Ich war zufrieden mit meiner ersten Runde und konnte am ersten langen Anstieg der nächsten Runde wieder ordentlich Tempo machen. Dabei wagte ich keinen Blick zurück und hoffte, dass er Abstand zu den Verfolgerinnen nicht allzu klein war. In den Trailabfahrten kam ich mir für meine Verhältnisse schon ziemlich schnell vor, jedoch nicht schnell genug, denn zwei Verfolgerinnen konnten auffahren und mich überholen. Somit lag ich nun an siebter Position mit ständigem Ranfahren an Platz 6. Da ich keinen Betreuer in der Feedzone hatte (gute Planung wäre wohl wichtig gewesen) und keine Flaschen gereicht werden durften, musste ich meine Flasche im Start-Ziel-Bereich auffüllen und verlor dort etwas Zeit. Ich hatte kurz mit mir gerungen, es nicht zu tun, da ich aber keine Kamel-Speicher habe, wäre ein Flüssigkeitsdefizit kontraproduktiver als ein kurzer Boxenstopp gewesen.😃


Runde 3:

Und weil es so schön war: Noch einmal! Die Strecke war wirklich super, doch zum dritten Mal in Folge tat der lange Anstieg doch ordentlich weh. Die Beine brannten und wollten eigentlich nur noch ins Ziel. Aber nun nur noch einmal hinauf zum höchsten Punkt, über flachere Passagen hin zur Burgruine. Den Trail hinunter mit scharfer Rechtskurve.
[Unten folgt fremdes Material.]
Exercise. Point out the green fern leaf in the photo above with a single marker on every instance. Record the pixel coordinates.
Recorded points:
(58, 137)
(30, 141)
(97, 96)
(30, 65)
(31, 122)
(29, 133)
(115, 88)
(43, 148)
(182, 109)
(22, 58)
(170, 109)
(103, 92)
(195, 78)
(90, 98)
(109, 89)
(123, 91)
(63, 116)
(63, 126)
Diese wurde mir leider in Runde drei zum Verhängnis: Ich verbremste mich und das Vorderrad rutschte im groben Schotter weg. Der unsanfte Bodenkontakt blieb glücklicherweise ohne Folgen, kostete aber wertvolle Zeit bei meiner Jagd auf Gesamtrang 6. Ich merkte, dass meine Konzentration nachlies und musste mich in den Abfahrten stark fokussieren und zusammenreißen, um keine weiteren Fahrfehler zu machen. Jetzt bloß nicht mehr stürzen oder platt fahren - dachte ich permanent. Der Schlussanstieg kostete die letzten Körner und als die letzte holprige Wiesenpassage absolviert war, war ich doch mehr als froh, endlich wieder in Leutershausen zu sein. Noch einige rechts- links-Kurven und der Zielbogen war da: Als siebte Frau überquerte ich nach knapp 3 Stunden und 30 Minuten mit 75 km und 2200 Höhenmetern die Ziellinie. Damit war ich mehr als glücklich und zufrieden!

 

 

Ein toller Abschluss dieser verrückten Saison! Mit diesem Ergebnis gehe ich extrem motiviert in die Vorbereitung für die Saison 2021. Auch wenn es 2020 nur insgesamt fünf Rennen für mich gab, weiß ich, dass sich meine Trainingsplanung voll ausgezahlt hat und ich weiß auch, woran ich im Winter noch arbeiten muss. Stichwort: "Es nützt nichts, wenn du nur bergauf schnell bist!"😃



An dieser Stelle: Ein großes Dankeschön an die Organisatoren vom Odenwald Marathon, das ihr eine deutsche Meisterschaft auf einer so tollen Strecke ermöglicht habt! Es war ein Fest!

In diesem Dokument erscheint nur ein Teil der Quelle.